Is This Really a Montana Law or Do We Just Think It Is?
Most Montanans are under the belief that if a student rides their horse to school, the principal is required to take care of said horse. I looked for that law extensively on the Internet but could not find it. Nevertheless, if one believes something is true, especially a law, they should probably act accordingly. And that's exactly what the administrators at Three Forks Schools did recently.
A few weeks back, a couple of students rode their steeds to school. We are in Montana, after all. And as most believe he is required to do, Mr. Hayes, the principal of Three Forks Middle & High School, swung into action. He also enlisted the help of Mr. Lynch, his vice-principal, and the superintendent of the Three Forks School District, Mr. Elliot.
According to Montana's School Transportation Policies & Funding document, horse stables and hitching posts were common at Montana schools well into the 20th century. And some of Montana's rural schools even maintained them as late as the 1960s. Even the first 'school buses" were actually horse-driven here in Montana and required a horse barn to maintain them.

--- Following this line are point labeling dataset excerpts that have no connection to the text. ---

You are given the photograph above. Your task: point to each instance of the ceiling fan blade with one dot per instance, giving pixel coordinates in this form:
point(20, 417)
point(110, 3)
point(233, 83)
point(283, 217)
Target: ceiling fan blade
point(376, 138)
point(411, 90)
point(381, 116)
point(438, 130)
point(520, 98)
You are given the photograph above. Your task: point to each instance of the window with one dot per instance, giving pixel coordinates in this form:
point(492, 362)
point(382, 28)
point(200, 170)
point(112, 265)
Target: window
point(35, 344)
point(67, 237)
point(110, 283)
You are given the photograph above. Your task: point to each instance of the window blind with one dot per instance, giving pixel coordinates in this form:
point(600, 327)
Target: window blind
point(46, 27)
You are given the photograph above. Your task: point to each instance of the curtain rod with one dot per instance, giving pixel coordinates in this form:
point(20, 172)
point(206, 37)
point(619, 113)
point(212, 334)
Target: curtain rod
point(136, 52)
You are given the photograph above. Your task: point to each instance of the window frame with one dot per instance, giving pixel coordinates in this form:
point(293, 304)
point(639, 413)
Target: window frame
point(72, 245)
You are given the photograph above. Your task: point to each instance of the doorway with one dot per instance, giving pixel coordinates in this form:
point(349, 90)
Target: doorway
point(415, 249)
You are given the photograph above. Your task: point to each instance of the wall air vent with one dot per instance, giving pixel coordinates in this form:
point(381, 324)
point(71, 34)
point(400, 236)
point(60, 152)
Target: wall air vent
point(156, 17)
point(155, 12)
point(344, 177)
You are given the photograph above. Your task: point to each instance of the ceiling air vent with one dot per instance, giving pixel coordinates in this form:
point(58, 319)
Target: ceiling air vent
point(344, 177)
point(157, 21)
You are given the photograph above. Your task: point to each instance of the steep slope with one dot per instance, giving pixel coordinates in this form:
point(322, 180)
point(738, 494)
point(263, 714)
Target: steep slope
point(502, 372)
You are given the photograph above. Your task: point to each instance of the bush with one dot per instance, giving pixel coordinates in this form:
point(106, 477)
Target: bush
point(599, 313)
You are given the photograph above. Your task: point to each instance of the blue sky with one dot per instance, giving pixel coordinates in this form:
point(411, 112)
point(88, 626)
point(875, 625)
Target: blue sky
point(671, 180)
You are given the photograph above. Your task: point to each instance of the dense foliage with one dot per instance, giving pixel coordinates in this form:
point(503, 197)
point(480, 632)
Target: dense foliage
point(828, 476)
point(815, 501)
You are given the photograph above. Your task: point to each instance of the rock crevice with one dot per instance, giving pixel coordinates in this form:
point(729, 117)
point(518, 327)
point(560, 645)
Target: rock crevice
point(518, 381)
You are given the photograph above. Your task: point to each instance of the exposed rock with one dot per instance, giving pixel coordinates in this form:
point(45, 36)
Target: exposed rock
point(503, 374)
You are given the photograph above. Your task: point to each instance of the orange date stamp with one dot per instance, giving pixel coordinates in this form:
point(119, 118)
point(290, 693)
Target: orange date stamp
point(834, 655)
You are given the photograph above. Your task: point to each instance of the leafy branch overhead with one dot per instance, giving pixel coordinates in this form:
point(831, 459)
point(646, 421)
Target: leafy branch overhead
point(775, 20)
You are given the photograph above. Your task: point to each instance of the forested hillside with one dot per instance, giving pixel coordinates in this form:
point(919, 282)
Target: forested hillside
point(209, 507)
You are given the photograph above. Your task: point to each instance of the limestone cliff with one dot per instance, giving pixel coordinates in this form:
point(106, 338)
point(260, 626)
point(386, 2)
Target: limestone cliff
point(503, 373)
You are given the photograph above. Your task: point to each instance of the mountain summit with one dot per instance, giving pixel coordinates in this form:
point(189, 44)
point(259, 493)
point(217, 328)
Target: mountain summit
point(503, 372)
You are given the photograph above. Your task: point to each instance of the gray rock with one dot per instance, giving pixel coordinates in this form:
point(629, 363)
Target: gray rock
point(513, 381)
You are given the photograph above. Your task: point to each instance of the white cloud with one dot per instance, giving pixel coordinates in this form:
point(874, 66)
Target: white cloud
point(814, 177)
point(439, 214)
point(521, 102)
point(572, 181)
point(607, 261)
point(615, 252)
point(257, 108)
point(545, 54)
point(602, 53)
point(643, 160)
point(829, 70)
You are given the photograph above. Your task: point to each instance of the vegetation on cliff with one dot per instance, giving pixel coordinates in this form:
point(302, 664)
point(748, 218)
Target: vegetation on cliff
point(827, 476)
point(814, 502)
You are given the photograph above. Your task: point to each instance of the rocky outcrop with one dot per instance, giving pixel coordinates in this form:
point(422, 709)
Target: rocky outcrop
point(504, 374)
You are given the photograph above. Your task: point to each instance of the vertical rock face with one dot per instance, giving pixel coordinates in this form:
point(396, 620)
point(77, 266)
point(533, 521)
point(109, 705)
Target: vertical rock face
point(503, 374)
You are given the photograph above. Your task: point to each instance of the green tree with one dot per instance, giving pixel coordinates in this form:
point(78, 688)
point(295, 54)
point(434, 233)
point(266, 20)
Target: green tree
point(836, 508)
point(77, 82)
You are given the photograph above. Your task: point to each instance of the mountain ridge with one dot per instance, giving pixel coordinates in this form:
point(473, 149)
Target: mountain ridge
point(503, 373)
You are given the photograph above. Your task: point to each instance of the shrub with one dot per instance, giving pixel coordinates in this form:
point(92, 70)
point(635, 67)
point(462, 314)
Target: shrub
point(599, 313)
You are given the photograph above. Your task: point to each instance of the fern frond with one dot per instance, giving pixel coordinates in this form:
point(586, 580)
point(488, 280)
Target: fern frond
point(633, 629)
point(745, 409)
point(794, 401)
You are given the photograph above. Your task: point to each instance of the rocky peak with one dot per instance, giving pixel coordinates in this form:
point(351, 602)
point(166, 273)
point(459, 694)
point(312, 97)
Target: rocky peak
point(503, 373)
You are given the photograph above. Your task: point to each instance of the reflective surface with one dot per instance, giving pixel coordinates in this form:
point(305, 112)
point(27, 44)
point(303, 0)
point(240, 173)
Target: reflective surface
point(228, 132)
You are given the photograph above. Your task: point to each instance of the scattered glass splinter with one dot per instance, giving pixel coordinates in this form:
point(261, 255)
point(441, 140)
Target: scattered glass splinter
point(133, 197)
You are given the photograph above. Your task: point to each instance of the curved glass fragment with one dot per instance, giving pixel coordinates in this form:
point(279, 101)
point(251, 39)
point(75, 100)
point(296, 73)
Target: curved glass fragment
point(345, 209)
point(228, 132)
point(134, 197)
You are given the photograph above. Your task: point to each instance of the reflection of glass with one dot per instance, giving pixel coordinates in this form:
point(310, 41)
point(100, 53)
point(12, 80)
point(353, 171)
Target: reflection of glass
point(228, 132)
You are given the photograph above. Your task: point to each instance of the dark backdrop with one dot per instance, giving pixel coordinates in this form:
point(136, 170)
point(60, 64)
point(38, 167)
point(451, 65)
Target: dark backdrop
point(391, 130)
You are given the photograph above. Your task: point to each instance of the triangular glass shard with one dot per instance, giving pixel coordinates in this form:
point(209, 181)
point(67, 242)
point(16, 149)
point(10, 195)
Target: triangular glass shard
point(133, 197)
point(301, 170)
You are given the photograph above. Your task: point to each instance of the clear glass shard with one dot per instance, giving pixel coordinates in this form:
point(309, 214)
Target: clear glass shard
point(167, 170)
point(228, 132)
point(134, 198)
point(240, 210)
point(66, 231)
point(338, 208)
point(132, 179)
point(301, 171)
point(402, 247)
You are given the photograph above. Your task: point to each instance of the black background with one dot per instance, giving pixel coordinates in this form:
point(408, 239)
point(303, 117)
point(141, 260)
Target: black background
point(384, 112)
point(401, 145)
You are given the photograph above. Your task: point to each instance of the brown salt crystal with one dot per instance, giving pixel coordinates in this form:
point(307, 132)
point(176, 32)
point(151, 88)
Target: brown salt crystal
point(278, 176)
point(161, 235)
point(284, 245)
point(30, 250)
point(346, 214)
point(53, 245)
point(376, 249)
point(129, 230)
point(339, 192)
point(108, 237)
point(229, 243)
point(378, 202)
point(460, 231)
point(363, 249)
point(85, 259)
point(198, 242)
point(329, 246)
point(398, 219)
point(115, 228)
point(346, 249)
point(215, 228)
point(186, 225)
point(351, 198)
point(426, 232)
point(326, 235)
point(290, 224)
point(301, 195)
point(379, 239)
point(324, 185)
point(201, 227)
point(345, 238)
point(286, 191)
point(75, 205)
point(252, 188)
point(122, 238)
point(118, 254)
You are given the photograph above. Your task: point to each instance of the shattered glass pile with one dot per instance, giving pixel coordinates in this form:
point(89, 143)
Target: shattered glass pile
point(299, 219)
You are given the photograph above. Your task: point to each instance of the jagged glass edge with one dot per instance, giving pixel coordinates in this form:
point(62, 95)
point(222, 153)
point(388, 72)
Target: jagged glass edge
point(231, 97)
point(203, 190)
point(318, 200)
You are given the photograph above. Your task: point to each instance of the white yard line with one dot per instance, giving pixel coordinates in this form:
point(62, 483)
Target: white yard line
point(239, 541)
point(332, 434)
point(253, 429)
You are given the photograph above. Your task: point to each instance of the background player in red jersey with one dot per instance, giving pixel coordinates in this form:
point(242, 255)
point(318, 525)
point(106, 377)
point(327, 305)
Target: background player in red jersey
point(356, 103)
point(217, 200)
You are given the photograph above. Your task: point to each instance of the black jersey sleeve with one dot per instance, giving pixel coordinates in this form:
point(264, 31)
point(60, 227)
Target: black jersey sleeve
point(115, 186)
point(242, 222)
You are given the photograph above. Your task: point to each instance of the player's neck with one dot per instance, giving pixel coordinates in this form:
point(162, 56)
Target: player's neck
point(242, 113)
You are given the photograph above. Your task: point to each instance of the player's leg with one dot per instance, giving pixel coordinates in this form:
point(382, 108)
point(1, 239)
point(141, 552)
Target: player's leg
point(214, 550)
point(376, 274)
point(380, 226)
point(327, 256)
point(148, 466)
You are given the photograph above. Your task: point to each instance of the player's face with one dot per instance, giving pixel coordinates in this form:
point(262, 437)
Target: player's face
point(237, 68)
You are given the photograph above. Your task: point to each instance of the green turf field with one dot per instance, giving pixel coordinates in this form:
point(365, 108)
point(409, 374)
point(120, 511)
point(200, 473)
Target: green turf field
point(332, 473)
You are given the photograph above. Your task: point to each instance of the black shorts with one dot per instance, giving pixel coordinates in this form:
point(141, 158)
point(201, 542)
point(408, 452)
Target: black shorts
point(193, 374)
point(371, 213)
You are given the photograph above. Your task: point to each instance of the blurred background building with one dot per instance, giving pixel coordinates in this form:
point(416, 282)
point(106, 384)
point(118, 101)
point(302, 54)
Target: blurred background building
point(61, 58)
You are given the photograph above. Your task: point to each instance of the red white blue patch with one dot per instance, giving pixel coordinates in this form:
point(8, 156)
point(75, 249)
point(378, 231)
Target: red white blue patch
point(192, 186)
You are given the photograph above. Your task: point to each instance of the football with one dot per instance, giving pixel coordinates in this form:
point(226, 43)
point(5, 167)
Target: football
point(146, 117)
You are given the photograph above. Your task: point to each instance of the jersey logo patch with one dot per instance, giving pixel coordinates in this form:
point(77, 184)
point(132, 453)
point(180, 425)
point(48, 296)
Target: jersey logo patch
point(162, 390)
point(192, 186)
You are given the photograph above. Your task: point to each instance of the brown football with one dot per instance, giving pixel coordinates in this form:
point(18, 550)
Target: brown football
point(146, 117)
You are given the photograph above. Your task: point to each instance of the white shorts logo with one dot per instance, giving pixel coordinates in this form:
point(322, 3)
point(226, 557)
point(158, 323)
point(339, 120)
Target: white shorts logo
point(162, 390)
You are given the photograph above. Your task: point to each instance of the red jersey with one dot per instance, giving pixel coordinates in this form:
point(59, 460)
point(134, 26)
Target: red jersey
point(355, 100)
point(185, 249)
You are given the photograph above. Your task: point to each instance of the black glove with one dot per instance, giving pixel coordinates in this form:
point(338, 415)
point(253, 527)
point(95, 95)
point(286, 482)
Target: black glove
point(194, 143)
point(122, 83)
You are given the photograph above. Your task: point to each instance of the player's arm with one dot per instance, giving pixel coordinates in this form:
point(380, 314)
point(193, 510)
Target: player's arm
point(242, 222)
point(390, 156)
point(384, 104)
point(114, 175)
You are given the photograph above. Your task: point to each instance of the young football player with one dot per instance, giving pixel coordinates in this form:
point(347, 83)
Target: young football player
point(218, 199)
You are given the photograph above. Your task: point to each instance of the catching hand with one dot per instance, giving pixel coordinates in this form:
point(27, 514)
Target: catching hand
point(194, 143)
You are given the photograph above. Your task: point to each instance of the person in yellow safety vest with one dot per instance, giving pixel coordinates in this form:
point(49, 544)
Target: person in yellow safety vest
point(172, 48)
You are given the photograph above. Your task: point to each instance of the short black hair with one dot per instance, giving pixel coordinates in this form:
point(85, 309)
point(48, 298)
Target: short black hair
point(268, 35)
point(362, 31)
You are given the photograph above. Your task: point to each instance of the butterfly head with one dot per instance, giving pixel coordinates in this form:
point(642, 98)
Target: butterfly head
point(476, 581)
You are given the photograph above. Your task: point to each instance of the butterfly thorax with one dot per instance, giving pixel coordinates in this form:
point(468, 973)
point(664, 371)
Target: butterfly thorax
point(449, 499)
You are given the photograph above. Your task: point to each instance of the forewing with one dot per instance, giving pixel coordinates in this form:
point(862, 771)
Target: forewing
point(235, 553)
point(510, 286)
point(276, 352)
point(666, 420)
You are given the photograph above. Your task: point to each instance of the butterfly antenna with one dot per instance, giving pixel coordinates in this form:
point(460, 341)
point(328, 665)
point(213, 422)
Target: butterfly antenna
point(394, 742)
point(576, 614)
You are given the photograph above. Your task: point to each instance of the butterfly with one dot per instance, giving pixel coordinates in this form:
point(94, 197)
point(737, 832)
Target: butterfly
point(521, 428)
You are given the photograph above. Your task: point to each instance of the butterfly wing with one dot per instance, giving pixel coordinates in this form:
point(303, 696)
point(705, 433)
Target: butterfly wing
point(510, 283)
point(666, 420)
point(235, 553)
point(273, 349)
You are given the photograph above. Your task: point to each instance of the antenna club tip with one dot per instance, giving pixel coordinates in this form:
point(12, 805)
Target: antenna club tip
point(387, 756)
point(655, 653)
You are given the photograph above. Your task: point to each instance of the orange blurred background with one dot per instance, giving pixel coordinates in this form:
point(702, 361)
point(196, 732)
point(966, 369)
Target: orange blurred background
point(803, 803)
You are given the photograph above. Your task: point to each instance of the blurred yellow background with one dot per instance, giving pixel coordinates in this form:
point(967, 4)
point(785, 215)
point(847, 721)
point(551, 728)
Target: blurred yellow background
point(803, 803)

There's not a town in the state more Montana than Three Forks. So, it's great to see the kids keeping Montana traditions alive by riding a horse to school. By the way, if anyone can find the actual law showing that a principal must take care of a student's horse, I would love to be able to reference it. Perhaps it doesn't really exist, and if that's true, how about we make it so by passing it into law? That's a law I believe we can all support. It's so Montana!